I don't tell you enough how remarkable you are.  You are the best husband I could imagine - you know when to push me and when to let me be.  You surprise me with little gifts now and then (and it's not about the gifts, it's the fact that you were thinking of me), you make me laugh, and you have this soft side that I love, yet you can be the biggest pain in the ass (which challenges me and pushes me to be patient).  Overall, you are the best thing that ever happened to me because together, we have built something special.

You love our daughters in a way only a daddy could.  They will always have a strong father figure in their lives, and for that, I am so, so thankful.  You are amazed by Annessa and you love watching her grow.  One of my favorite parts of the day is at night, in bed when we re-hash that funny/smart/crazy things she said or did that day.  You are meant to be the dad of daughters.

What is even more remarkable to me is that you do all of this without your own legs.  I watch you struggle day after day with the changes this has brought.  Each day I think about how faithful you are.  You could give up but you don't.  I know we are a big reason that you push on, and I can't tell you how loved that makes me feel.  If I had one wish, I wish "that day" two years ago never happened.  I wish you could run (not that you liked to....).  I wish you could walk through the woods instead of ride your 4-wheeler.  I wish we could go on a walk.  I wish we could walk on the beach and play in the ocean.  I wish you didn't have to think "is it worth it" before you climb up the stairs or go to a new restaurant.  I wish you could run beside Annessa as she tries to ride without training wheels.  I wish you could dunk a basketball like you used to (because I have a feeling you still could).  The list goes on.  I know you wish these things too.

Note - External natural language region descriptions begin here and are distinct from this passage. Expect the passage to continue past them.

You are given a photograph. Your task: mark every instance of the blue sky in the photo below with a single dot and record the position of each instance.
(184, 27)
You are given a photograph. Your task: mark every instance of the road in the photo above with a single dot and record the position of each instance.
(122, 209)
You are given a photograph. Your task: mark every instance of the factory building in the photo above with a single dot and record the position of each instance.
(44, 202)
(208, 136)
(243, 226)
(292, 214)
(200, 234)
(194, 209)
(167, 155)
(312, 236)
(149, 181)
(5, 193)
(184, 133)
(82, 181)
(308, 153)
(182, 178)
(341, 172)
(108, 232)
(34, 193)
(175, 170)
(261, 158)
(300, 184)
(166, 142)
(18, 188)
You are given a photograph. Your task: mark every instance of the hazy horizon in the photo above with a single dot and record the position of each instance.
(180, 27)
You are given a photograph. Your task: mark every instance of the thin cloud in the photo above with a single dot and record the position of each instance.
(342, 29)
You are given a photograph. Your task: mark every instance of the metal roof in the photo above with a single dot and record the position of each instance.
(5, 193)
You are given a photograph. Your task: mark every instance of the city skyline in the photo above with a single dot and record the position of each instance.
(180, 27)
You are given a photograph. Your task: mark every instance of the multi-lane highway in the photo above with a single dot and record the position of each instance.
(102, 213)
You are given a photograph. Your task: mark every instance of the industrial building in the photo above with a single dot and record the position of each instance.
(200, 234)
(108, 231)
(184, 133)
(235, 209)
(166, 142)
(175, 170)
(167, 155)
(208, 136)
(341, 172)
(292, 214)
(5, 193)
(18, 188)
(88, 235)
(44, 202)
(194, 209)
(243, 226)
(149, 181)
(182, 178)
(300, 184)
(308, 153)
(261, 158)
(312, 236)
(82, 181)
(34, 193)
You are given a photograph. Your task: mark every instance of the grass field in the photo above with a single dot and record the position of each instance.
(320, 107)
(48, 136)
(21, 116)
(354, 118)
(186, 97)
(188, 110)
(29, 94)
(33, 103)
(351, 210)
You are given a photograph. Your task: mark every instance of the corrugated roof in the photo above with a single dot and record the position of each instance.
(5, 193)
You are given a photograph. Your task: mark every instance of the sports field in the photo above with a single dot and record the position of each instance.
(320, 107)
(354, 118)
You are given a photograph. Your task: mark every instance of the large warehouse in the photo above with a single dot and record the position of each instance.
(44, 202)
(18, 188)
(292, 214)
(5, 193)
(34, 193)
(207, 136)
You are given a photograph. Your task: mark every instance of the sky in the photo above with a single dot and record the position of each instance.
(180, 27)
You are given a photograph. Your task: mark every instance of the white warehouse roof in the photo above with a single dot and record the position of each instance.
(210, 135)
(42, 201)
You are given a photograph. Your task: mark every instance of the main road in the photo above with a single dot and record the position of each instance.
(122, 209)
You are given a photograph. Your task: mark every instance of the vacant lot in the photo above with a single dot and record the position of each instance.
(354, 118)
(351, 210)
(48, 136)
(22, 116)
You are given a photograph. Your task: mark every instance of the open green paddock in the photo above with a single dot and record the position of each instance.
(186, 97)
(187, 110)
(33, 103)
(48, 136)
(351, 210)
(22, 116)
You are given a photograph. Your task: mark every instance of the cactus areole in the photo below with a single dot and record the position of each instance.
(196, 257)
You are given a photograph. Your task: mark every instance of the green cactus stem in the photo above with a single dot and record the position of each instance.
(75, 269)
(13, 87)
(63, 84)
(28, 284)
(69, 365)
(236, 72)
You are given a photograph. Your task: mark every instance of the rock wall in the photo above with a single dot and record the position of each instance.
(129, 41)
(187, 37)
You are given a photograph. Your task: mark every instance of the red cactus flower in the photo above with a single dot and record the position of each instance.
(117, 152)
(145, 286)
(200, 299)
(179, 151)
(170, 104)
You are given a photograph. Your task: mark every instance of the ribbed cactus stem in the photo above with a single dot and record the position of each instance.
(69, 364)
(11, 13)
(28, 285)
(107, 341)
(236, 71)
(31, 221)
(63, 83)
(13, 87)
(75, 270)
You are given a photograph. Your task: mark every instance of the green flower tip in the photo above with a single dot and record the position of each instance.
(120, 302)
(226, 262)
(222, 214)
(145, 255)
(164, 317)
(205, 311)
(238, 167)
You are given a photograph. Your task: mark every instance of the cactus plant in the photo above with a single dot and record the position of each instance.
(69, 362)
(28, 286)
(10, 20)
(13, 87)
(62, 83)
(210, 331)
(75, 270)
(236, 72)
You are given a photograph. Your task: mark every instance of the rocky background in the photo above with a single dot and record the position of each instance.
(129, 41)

But I can't end this letter on such a sad note, can I?  Today you beat the odds.  You are out bow hunting again.  Is it different?  Yes.  But are you doing it?  Yes.  And the truth is, even though I wish "that day" never happened, I would not chose a different path.  My life is good - it's full of love and I have you and God to thank for it.

I will never forget the phone call.  The helicopter.  Pam.  The wall I kicked.  The family that surrounded us and the friends that comforted us.  I will never forget.  But I will never stay there either.  We have great things in store for us.  I'm not sure what, but there is no one else I would rather be with as I find out.

Thank you for holding on- that day and every day.